Data Hygiene & Cleanup
The Cleanup Service (DevIndex.services.Cleanup) acts as the Garbage Collector and State Enforcer for the DevIndex data pipeline.
Because the Data Factory operates autonomously—discovering thousands of users and constantly writing to JSON files—data entropy is inevitable. The Cleanup service is invoked automatically by the Orchestrator before any major operation to ensure the system starts with a clean, consistent, and optimized state.
Core Responsibilities
The Cleanup service performs a strict, multi-pass filtering and formatting routine on the entire JSON dataset.
1. Threshold Pruning (The Meritocracy Filter)
To prevent the index from bloating with inactive or low-value data, the system enforces a strict minTotalContributions threshold (configured in config.mjs).
During cleanup, every profile in the rich users.jsonl store is evaluated. If a user's total contributions fall below this threshold, their profile is permanently deleted. Subsequently, they are also purged from the tracker.json index, ensuring the Updater doesn't waste API quota continually re-evaluating them.
2. Blocklist Enforcement
Privacy is paramount. If a user's GitHub handle appears in blocklist.json (usually populated by the Opt-Out service), the Cleanup routine will aggressively hard-delete any trace of that user from all data files (users.jsonl, tracker.json, etc.). This is an absolute override that happens on every execution.
3. Allowlist Protection & "Resurrection"
Conversely, the allowlist.json provides an absolute protective barrier. It serves two distinct functions during cleanup:
- Protection: If a user is on the allowlist, they are completely exempt from Threshold Pruning. They will remain in the index even if they have 0 contributions.
- Resurrection: Before pruning begins, the service cross-references the allowlist against the tracker queue. If an allowlisted VIP is somehow missing from the tracker, the Cleanup service will instantly "resurrect" them, injecting a new pending entry (
lastUpdate: null) into the queue to ensure they are scheduled for the next Updater run.
4. The 30-Day "Penalty Box" TTL
When the Updater encounters an error analyzing a user (e.g., a GraphQL timeout or a 404), that user is placed in failed.json—the "Penalty Box."

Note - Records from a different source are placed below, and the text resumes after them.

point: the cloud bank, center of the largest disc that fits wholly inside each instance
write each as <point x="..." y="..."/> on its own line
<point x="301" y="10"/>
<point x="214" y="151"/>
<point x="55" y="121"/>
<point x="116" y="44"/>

Users in the Penalty Box are temporarily protected from being completely pruned from the tracker, giving them a chance to be successfully processed in a future run. However, the Cleanup service enforces a strict 30-Day Time-To-Live (TTL).
// Enforce Retention Policy (Penalty Box TTL)
const THIRTY_DAYS_MS = 30 * 24 * 60 * 60 * 1000;
const now = Date.now();
for (const [login, timestamp] of failed) {
const ts = new Date(timestamp).getTime();
if (now - ts > THIRTY_DAYS_MS) {
console.log(`[Cleanup] Expiring failed user (TTL > 30d): ${login}`);
failed.delete(login); // Removes Tracker protection
}
}
If a user remains in a failed state for more than 30 days, their protection is revoked, and the standard pruning logic will expunge them from the system.
Rationale & The "Right to be Forgotten": With a 50,000 user cap and an hourly update limit of 800, the pipeline completes a full cycle of the entire index approximately every 3 days. A 30-day retention period means a user has persistently failed roughly 10 consecutive update attempts (each of which internally utilizes multiple API retries). After a month of continuous failures, it is safe to assume the profile has either been permanently banned by GitHub or the user has explicitly deleted their own account. Automatically purging these records aligns with data minimization principles and proactively respects a user's right to be forgotten if they have chosen to remove their presence from the platform.
5. Canonical Sorting
The final step of the Cleanup routine is purely for Developer Experience (DX) and Git repository health.
When JSON files are modified by asynchronous services, the order of keys or array elements is often unpredictable. If committed as-is, this creates massive, noisy Git diffs, making code review impossible.
The Cleanup service applies Canonical Sorting before writing any data back to disk:
users.jsonlis strictly sorted bytotal_contributions(Descending).tracker.jsonis sorted alphabetically bylogin(Ascending).blocklist.json,allowlist.json, andvisited.jsonare sorted alphabetically (Ascending).
This guarantees that any Git diff generated by the pipeline accurately reflects meaningful changes rather than arbitrary structural shuffling.